Erica squatted down next to him and put her arms around him to console him. But Dan shook her off. She knew that he’d have to get himself out of the hell he was in on his own. So she waited him out with her arms crossed until the tears came more slowly and he seemed to be able to breathe again.
‘How do you know she was pregnant?’ The words came in a stammer.
‘I was with Birgit and Henrik at the police when they told us.’
‘Do they know it wasn’t Henrik’s child?’
‘I’m sure Henrik knows, but Birgit doesn’t; she thinks Henrik is the father.’
Dan nodded. It seemed to console him a little that her parents didn’t know.
‘How did you meet?’
Erica wanted to turn away his thoughts from his unborn child, if only for a moment, to give him a little breathing space.

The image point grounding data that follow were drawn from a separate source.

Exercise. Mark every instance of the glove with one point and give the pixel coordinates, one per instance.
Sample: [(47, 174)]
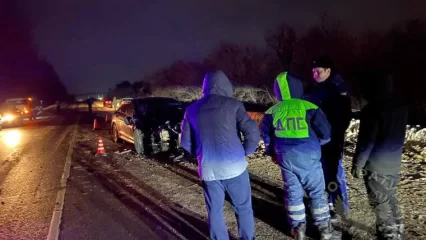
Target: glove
[(356, 171)]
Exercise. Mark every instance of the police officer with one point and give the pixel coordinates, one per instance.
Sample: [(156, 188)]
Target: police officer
[(293, 131), (332, 96)]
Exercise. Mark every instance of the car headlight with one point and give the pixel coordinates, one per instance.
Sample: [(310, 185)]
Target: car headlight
[(8, 117)]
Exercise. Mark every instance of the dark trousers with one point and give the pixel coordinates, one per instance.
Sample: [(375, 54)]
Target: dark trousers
[(381, 190), (239, 191)]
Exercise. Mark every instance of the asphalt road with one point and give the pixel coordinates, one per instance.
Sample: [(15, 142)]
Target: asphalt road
[(32, 162), (32, 159)]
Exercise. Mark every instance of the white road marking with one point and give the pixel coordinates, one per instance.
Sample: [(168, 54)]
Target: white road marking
[(60, 197)]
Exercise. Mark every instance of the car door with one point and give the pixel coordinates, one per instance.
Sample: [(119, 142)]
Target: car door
[(119, 120), (128, 129)]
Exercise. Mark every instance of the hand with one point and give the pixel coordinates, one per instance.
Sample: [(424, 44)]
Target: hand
[(356, 171), (274, 159)]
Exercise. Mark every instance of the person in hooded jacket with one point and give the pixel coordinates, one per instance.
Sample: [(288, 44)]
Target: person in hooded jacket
[(332, 96), (378, 153), (293, 131), (211, 130)]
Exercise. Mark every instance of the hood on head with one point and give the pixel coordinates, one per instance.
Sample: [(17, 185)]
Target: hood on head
[(287, 86), (217, 83)]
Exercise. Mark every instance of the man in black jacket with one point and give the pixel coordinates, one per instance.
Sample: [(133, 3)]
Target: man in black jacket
[(332, 95), (378, 153)]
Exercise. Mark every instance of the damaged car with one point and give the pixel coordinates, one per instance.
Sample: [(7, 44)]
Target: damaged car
[(152, 124)]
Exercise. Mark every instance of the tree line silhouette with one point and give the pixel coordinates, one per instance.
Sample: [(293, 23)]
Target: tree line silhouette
[(399, 51)]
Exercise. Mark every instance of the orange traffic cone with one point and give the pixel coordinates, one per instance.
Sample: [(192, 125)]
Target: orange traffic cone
[(101, 150), (95, 124)]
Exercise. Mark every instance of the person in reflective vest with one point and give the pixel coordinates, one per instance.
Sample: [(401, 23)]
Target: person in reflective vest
[(293, 131)]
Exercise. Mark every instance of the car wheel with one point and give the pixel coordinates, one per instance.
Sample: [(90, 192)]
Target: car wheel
[(115, 135), (138, 140)]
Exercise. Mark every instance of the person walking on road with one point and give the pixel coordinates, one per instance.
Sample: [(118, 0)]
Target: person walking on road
[(378, 153), (211, 130), (58, 107), (332, 96), (293, 131), (89, 104)]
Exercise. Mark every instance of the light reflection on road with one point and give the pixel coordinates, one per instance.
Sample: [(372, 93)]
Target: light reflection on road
[(11, 138)]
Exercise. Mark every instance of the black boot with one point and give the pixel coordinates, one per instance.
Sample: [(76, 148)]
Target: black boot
[(299, 233), (334, 218), (328, 232), (389, 232)]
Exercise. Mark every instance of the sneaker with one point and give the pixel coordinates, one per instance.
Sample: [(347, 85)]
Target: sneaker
[(299, 233), (328, 232)]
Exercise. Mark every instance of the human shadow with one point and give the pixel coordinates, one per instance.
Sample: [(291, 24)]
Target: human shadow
[(151, 206)]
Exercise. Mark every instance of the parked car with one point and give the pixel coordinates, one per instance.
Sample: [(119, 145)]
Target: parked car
[(11, 116), (24, 105), (148, 122), (108, 103)]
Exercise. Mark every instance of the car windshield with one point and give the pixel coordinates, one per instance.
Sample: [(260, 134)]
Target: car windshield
[(159, 101), (8, 108), (17, 102), (158, 106)]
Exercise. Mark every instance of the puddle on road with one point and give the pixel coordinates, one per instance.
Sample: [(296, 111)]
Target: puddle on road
[(11, 138)]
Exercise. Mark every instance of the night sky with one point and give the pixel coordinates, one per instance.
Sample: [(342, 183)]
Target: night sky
[(94, 44)]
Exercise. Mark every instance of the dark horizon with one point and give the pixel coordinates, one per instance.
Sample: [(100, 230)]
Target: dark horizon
[(95, 45)]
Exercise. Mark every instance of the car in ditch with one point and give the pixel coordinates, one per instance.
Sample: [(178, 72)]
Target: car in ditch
[(24, 105), (11, 116), (152, 124)]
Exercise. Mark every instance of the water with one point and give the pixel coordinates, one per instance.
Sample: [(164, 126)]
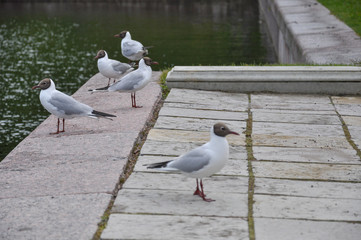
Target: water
[(60, 40)]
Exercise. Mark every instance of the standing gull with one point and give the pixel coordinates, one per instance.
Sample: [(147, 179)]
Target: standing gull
[(131, 49), (64, 106), (111, 68), (202, 161), (133, 81)]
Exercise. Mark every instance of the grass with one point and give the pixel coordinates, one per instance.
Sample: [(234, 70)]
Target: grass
[(348, 11)]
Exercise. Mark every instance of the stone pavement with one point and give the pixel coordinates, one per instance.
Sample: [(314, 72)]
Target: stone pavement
[(58, 186), (294, 173)]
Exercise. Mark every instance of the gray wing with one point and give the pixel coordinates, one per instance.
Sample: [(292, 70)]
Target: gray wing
[(69, 105), (120, 67), (132, 47), (192, 161), (128, 82)]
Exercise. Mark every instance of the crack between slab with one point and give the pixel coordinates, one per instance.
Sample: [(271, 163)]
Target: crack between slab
[(346, 131), (313, 220), (251, 176), (128, 168)]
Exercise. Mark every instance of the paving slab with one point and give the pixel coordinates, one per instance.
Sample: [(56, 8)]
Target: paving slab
[(329, 172), (285, 229), (294, 117), (299, 188), (312, 155), (168, 135), (203, 114), (179, 227), (305, 171), (300, 142), (58, 186), (307, 208), (193, 124)]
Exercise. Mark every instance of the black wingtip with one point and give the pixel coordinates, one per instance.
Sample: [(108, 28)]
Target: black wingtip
[(102, 114), (157, 165)]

He smiled bitterly. ‘Really classic. Where do people meet each other in Fjällbacka at our age? Having a beer at Galären, of course. We saw each other across the room and it was like being kicked in the stomach. I’ve never felt so attracted to a woman before.’
Erica felt a tiny, tiny twinge of jealousy at those words.
Dan went on. ‘We didn’t do anything then, but a couple of weekends later she called on my mobile. I drove over to see her. Then it just sort of snowballed from there. Stolen hours when Pernilla was away somewhere. Not that many nights, in other words; it was usually during the day that we met.’
‘Weren’t you afraid that the neighbours would see you when you went to Alex’s house? You know how fast gossip travels here.’
‘Sure, I did think about that. I used to climb over the fence in the back yard and then go in through the cellar entrance. To be quite honest, that was probably a good part of the excitement between us as well. The danger and the risk.’
‘But didn’t you understand how much you were risking?’
Dan was fidgeting with his cap and kept his eyes fixed on the deck as he talked.
‘Of course I did. On one level. But on another I felt invulnerable. Other people might get caught, but not me. Isn’t that how it always is?’
‘Does Pernilla know?’
‘No. Not in so many words, anyway. But I think she suspects something. You saw how she reacted when she saw us here. That’s how she’s been the past few months – jealous and watchful. I’m sure she senses that something is going on.’